Ho sentito dire che in certe case, ancora adesso, sono soliti rivolgersi alla propria domestica chiamandola «ragazza» o «sorella». Uomini di un tempo come Raikichi, il capofamiglia di casa Chikura, detestano questa usanza. Al giorno d’oggi è raro imbattersi in ristoranti specializzati in sukiyaki, eppure una volta Tōkyō ne era piena, c’erano posti come Iroha e Matsuya, con le loro vetrine rosse, viola e di altri colori sgargianti. Lasciavi le scarpe all’entrata, salivi tre o quattro gradini e ti ritrovavi in una sala enorme gremita di clienti seduti intorno a grandi pentole fumanti. Le cameriere correvano di qua e di là senza requie, gridando a perdifiato: «Un altro sake al tavolo x!», «Il conto al tavolo y!», stringendo in mano le piccole tavolette di legno annerite e unte di grasso di manzo che servivano a ritirare le calzature all’ingresso. Gli avventori di quei ristoranti chiamavano spesso e volentieri le cameriere «ragazza» o «sorella». Ecco perché, tutte le volte che Raikichi sentiva qualcuno rivolgersi in quel modo a una domestica, aveva l’impressione di cogliere nell’aria una zaffata di sukiyaki. Lui preferiva di gran lunga termini come «Ohana» e «Otama».

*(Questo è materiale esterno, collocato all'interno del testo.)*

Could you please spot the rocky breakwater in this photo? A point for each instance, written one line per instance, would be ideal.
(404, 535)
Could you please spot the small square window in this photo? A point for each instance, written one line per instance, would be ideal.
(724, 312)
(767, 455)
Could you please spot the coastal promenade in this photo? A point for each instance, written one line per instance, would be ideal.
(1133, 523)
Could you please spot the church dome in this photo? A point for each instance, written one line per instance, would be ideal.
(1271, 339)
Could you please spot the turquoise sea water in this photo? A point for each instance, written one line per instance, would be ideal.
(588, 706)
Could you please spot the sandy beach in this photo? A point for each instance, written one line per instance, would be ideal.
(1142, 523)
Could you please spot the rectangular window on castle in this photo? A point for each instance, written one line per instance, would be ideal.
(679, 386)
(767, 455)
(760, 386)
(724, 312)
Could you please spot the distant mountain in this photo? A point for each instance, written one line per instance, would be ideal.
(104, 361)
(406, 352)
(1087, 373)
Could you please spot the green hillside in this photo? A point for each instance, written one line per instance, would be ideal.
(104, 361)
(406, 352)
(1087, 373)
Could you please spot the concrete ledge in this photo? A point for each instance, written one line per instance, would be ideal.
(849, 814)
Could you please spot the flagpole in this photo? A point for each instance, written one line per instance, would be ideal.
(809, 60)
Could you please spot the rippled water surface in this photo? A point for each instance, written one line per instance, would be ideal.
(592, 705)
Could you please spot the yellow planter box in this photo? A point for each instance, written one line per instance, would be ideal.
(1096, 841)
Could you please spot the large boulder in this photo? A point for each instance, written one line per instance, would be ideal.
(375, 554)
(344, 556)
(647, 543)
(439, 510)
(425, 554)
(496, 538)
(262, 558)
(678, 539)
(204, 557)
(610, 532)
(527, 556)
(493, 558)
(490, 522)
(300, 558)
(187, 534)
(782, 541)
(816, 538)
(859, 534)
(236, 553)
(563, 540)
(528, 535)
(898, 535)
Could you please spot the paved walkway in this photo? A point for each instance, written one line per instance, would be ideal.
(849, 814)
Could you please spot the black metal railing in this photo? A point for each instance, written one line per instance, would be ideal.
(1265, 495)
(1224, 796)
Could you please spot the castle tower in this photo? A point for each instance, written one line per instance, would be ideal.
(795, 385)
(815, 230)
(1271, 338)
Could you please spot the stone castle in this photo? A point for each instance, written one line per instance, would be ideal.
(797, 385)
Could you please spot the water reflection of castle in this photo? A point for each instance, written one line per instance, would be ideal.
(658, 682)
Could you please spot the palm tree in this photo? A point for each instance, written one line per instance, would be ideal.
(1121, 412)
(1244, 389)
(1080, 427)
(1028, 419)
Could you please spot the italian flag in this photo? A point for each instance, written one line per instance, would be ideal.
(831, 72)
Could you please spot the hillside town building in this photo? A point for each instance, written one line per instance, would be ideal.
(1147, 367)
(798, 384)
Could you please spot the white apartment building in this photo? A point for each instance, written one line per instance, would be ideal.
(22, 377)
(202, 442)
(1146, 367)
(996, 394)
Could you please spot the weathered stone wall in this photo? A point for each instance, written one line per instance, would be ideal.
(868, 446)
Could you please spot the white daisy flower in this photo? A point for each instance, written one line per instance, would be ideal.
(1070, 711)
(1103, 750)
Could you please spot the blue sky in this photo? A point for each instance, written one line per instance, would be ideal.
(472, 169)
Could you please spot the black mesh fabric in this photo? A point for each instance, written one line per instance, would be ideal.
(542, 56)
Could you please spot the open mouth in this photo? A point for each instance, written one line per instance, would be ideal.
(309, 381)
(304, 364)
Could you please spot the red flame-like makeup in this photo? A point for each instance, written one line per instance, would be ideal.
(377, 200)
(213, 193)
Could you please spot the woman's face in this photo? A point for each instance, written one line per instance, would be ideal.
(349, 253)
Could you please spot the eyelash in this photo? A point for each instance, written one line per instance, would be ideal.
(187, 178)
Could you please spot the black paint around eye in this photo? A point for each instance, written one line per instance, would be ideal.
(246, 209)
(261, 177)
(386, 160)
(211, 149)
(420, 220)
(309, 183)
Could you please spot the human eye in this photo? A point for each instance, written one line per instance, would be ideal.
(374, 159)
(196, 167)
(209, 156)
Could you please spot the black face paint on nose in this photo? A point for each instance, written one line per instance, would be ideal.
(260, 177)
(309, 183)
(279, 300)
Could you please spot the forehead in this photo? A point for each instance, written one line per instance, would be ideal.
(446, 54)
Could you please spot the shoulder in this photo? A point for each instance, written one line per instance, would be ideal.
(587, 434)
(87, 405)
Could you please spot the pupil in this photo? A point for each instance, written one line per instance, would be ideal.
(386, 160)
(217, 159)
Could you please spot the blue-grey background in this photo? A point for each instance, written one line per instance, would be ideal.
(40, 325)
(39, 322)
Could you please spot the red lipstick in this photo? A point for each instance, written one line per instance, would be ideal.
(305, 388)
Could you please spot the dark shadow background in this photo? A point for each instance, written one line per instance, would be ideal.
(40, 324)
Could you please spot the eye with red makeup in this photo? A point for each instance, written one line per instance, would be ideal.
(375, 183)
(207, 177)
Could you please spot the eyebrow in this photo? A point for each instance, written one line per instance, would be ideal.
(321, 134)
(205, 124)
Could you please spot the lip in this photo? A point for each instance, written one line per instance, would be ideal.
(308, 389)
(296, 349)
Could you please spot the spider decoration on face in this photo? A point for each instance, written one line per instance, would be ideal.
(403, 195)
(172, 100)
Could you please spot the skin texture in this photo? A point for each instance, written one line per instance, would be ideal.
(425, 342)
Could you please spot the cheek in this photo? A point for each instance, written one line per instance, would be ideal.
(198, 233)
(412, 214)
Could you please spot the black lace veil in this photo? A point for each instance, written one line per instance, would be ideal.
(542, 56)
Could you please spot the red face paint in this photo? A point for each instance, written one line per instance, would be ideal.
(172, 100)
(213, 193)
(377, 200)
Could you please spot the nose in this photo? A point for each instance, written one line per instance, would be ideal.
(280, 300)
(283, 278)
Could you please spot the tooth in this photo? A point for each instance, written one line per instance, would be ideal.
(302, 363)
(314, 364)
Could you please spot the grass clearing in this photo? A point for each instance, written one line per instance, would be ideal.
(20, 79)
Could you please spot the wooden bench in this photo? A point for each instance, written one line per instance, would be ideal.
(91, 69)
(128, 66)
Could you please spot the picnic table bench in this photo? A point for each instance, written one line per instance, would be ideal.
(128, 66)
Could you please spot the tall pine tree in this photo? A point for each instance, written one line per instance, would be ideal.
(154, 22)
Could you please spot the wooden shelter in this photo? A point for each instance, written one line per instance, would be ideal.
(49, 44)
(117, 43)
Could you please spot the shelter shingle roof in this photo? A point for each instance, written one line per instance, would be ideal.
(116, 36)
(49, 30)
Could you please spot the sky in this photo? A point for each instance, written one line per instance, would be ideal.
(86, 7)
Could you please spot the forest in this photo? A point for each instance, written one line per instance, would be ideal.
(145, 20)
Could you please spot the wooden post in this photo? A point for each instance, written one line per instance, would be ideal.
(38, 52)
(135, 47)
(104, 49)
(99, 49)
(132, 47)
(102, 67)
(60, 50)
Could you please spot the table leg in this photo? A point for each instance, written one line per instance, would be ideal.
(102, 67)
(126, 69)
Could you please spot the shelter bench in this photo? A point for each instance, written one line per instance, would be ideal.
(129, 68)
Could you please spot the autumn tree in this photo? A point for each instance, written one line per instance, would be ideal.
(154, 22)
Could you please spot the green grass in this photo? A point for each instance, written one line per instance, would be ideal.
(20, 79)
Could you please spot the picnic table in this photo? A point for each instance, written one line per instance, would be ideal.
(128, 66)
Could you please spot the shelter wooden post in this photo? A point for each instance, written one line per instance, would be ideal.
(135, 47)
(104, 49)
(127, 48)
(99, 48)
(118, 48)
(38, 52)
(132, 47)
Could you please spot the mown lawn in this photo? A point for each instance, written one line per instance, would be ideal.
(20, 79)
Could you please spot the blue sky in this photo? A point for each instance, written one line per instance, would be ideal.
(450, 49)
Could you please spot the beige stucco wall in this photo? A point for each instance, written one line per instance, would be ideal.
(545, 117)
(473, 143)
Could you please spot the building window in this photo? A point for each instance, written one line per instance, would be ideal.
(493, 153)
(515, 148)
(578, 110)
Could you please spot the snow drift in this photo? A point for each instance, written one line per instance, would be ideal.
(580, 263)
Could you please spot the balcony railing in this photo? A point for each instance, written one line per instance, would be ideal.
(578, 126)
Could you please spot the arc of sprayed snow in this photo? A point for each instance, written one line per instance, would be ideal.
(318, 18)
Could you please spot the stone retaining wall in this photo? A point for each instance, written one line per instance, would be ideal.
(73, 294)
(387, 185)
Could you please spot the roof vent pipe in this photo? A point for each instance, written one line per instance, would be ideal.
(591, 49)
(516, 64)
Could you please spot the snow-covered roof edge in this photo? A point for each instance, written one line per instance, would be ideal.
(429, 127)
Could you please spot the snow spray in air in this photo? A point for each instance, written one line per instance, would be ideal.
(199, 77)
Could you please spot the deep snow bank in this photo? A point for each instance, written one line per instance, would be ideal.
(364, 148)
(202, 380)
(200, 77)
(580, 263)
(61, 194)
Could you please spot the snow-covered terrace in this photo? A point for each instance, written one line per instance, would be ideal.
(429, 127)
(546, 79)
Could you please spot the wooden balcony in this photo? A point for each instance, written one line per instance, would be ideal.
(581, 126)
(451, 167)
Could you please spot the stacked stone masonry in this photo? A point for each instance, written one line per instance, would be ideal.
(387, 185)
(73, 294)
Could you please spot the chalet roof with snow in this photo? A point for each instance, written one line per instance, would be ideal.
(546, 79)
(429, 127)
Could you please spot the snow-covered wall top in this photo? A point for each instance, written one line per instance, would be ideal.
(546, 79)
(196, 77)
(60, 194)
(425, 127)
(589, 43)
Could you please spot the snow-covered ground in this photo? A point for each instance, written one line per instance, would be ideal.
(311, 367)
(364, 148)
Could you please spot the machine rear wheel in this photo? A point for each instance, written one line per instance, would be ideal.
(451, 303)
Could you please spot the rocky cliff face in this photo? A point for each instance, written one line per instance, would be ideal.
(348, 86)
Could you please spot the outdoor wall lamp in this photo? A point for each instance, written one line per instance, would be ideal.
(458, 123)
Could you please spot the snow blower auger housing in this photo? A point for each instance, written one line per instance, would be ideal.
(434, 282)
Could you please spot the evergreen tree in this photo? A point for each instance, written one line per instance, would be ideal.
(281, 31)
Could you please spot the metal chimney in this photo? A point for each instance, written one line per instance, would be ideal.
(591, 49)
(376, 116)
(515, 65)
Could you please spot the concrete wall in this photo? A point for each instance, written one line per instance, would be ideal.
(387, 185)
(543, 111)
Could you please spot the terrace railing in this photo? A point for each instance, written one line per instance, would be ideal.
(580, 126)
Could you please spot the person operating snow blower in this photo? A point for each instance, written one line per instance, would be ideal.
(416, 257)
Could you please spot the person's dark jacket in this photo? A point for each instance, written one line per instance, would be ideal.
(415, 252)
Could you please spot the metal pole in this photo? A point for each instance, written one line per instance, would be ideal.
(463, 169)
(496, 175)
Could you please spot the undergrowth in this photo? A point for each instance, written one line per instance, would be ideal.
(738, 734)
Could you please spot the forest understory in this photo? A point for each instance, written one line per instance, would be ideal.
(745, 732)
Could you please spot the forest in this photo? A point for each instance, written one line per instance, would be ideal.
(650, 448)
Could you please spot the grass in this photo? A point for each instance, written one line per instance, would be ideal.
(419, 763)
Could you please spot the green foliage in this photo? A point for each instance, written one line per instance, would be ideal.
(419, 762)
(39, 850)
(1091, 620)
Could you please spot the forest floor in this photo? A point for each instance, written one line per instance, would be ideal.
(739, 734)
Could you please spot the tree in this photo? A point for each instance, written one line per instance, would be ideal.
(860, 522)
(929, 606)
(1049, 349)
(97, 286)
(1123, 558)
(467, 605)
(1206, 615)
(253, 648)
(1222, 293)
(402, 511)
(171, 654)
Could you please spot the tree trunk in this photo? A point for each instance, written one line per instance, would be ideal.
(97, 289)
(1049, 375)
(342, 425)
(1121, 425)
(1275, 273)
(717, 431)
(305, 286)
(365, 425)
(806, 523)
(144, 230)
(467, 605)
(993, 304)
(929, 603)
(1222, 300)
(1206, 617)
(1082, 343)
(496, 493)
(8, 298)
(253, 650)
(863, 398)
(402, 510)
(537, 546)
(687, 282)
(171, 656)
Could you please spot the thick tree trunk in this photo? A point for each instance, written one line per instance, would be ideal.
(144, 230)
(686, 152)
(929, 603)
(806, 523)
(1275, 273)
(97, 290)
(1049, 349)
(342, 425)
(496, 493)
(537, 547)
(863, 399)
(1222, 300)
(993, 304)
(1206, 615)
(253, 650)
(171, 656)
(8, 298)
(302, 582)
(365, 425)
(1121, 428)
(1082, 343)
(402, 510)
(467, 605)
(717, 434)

Nel periodo Meiji, la gente si rivolgeva alle domestiche adoperando una vasta gamma di vocaboli indecorosi, compresi «serva» e «sguattera». Ma di recente c’è addirittura chi suggerisce di astenersi dall’utilizzo di espressioni del tipo «signora domestica» e «signora cameriera», invitando all’uso di «aiutante casalinga», «collaboratrice famigliare» e così via. È proprio il caso di dire che i tempi sono cambiati! Oggigiorno, quando ci si rivolge alle cameriere per nome, molti preferiscono evitare di anteporre la «o» onorifica e aggiungono il carattere cinese «ko» di «bambino» alla fine della parola, a mo’ di vezzeggiativo. Dunque «Ohana» e «Otama» diventano rispettivamente «Hanako-san» e «Tamako-san». Ebbene, Raikichi mal sopporta anche questa moderna pratica. Dice: «Se proprio bisogna usare il ‘-san’, allora vanno più che bene ‘Hana-san’ e ‘Tama-san’. ‘Hanako-san’ e ‘Tamako-san’ mi fanno pensare ai nomi delle cameriere di certi locali, e la mia casa non è un bar!» Ma le ragazze di provincia che lavorano come domestiche nelle grandi città non condividono questo modo di pensare e prediligono «Hanako-san» e «Tamako-san».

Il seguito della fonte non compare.